Twitter Announces Fire Hose Marketplace: Up to 10k Keyword Filters for 30 Cents

kmfrk · on April 4, 2011

> Thanks to Qwerly integration, when you look at a Twitter @username - Mediasift sees more than just the Twitter profile. It sees @username who has bookmarks saved online, plans for public events to attend, photos shared publicly with friends, check-ins to places around town and much more. Any of those are like columns in a spreadsheet of Twitter search results. Show me Tweets with any of the following keywords by people planning to attend event A and who have been to place B or C. Thanks to Qwerly, Twitter didn't just get a giant new developer search and filter feature - it got integration with a whole lot of other social services.

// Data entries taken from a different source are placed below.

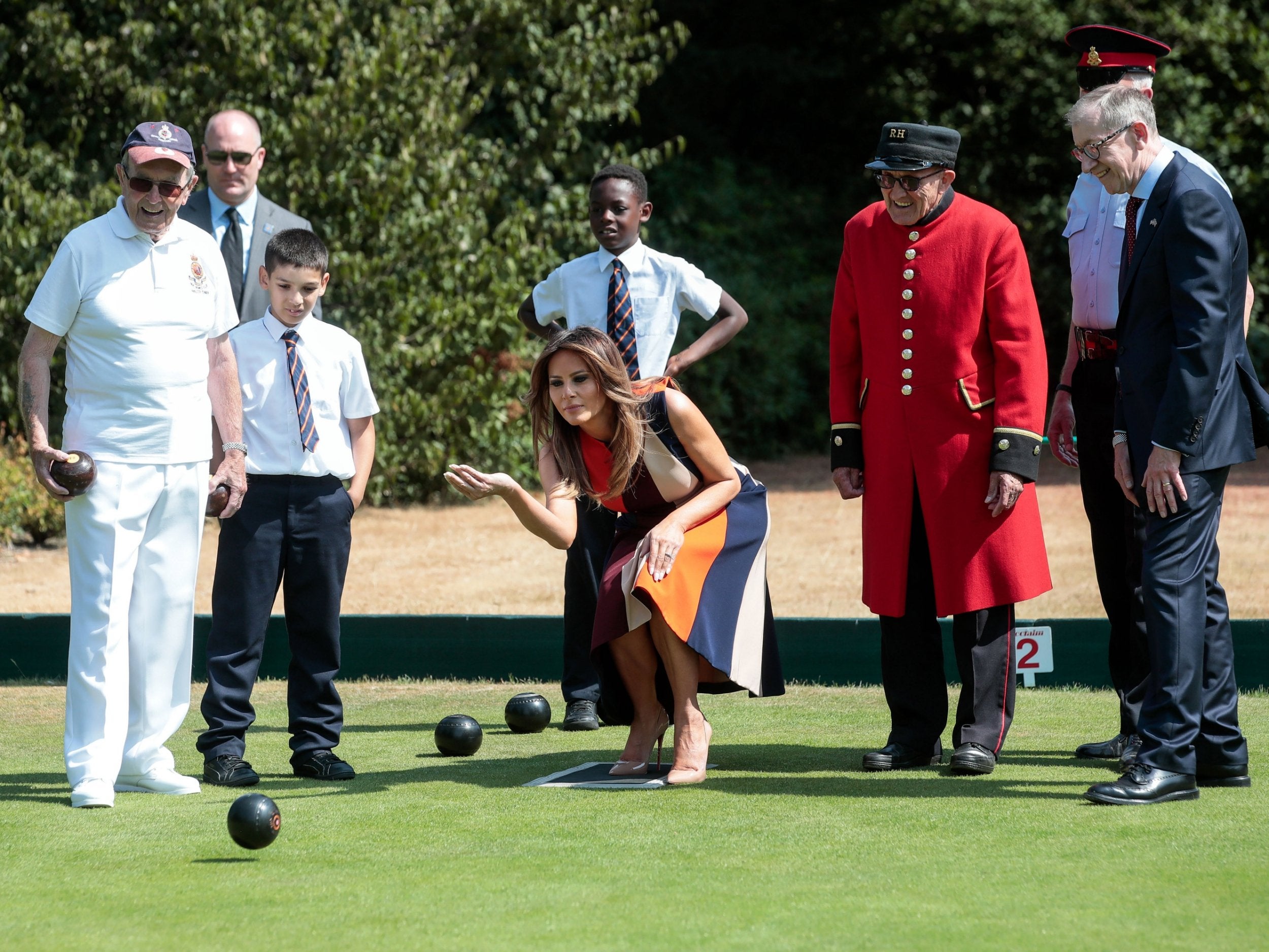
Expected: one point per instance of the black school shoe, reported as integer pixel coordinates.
(900, 757)
(321, 766)
(229, 771)
(973, 758)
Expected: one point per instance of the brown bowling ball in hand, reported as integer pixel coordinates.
(75, 474)
(217, 499)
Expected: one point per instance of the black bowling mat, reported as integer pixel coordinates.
(594, 776)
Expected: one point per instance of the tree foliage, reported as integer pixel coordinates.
(440, 149)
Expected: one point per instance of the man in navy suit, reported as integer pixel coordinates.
(1188, 408)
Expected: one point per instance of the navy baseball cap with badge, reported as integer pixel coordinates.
(910, 146)
(160, 140)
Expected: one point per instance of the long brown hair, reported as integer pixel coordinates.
(607, 368)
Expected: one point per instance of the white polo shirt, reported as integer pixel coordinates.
(136, 315)
(339, 390)
(661, 287)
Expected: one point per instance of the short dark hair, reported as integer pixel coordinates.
(628, 173)
(298, 248)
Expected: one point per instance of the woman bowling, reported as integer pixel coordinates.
(684, 588)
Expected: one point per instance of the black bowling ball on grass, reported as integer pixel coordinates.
(254, 822)
(458, 735)
(527, 712)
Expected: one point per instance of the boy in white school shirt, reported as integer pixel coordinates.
(636, 295)
(308, 421)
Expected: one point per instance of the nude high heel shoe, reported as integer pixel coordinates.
(633, 768)
(681, 776)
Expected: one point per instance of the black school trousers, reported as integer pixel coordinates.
(292, 531)
(1117, 530)
(912, 663)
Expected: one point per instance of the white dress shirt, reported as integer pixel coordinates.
(1094, 225)
(247, 221)
(661, 287)
(339, 390)
(136, 315)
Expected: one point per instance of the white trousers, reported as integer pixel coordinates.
(133, 542)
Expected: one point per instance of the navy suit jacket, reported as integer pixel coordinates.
(1186, 376)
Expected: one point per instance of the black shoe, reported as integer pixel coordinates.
(580, 717)
(323, 766)
(973, 758)
(1130, 753)
(1226, 776)
(1106, 751)
(1143, 784)
(229, 771)
(899, 757)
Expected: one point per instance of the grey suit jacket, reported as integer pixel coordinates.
(270, 220)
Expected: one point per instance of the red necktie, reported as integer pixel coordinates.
(621, 319)
(1130, 236)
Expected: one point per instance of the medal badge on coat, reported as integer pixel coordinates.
(197, 276)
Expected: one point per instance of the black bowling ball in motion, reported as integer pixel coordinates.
(254, 822)
(458, 735)
(528, 712)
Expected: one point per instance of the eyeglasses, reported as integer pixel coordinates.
(168, 189)
(910, 183)
(1093, 151)
(219, 156)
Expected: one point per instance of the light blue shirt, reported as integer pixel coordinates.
(1094, 227)
(247, 221)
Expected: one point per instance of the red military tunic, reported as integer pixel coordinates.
(938, 375)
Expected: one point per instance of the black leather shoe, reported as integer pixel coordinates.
(229, 771)
(897, 757)
(1106, 751)
(1143, 784)
(1226, 776)
(1130, 753)
(323, 766)
(973, 758)
(580, 717)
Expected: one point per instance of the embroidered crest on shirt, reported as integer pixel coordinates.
(197, 276)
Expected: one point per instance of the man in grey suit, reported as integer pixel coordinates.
(234, 154)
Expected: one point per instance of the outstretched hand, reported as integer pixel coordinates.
(475, 484)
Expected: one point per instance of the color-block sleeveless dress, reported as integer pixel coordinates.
(715, 598)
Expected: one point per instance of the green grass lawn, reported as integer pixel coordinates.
(786, 846)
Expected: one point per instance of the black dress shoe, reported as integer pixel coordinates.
(1130, 753)
(1143, 784)
(580, 717)
(897, 757)
(1106, 751)
(1225, 776)
(973, 758)
(229, 771)
(323, 766)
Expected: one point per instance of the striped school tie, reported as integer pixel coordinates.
(621, 319)
(300, 385)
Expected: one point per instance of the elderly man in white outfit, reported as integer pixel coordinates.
(144, 302)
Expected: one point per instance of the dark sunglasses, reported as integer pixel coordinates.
(910, 183)
(219, 158)
(141, 186)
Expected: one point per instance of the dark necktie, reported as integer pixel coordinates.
(231, 251)
(300, 385)
(1130, 232)
(621, 319)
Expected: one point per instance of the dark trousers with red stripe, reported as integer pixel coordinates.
(912, 663)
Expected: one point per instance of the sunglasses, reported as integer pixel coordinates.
(910, 183)
(168, 189)
(220, 156)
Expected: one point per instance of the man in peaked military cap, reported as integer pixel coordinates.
(937, 391)
(1084, 403)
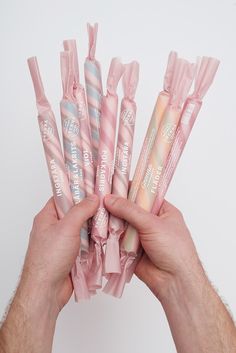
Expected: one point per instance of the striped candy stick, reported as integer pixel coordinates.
(192, 106)
(54, 156)
(87, 155)
(159, 109)
(120, 181)
(51, 144)
(105, 170)
(72, 142)
(130, 243)
(93, 83)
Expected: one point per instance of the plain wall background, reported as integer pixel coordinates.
(204, 183)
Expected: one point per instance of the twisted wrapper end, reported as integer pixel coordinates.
(79, 282)
(112, 256)
(116, 282)
(94, 278)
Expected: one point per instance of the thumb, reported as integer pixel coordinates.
(122, 208)
(78, 214)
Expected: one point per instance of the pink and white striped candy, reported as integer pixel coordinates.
(93, 83)
(120, 182)
(86, 144)
(105, 170)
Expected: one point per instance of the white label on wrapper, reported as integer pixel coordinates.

Thank God I use different pseudonyms on the internet. That just gives me the willies.

---

On another note, this may come at a very opportune time when the Obama 2012 is kicking into gear.

pstack · on April 5, 2011

I don't see a problem with it. If you use twitter, then you clearly don't have a problem living your life in the open and the price of being an attention whore is getting attention. For those of us who don't need to play-by-play our every thought and action in 140 character narration throughout the day to our imagined hoards of clingy worshippers, it won't be a problem. We likely don't use twitter or we don't use the same identity as we do elsewhere. I mean, as much as I'd kind of like to have all of my identities tied together, I don't like the potential problems that may draw. Therefore, I use a different identity at HN than I do at Slashdot which is different than on LinkedIn which is different than on Amazon, which is different than on Steam, which is different than on XBOX Live.

Yeah, people like you and I are still open to having any anonymity data-mined out of us through aggregate manipulation -- but at least it's a simple layer of abstraction.

In the meantime, if someone can get rich using the wealth of public information that every vapid college girl posting a thousand twitpics a night from her cell at the club puts up online, then more power to them.

mduvall · on April 4, 2011

Despite being "dirt cheap" for potential clients such as companies, I find the 30 cent barrier an awkward price point since people who will want the data are probably willing to pay more, and it definitely bars the casual developer from access to social data.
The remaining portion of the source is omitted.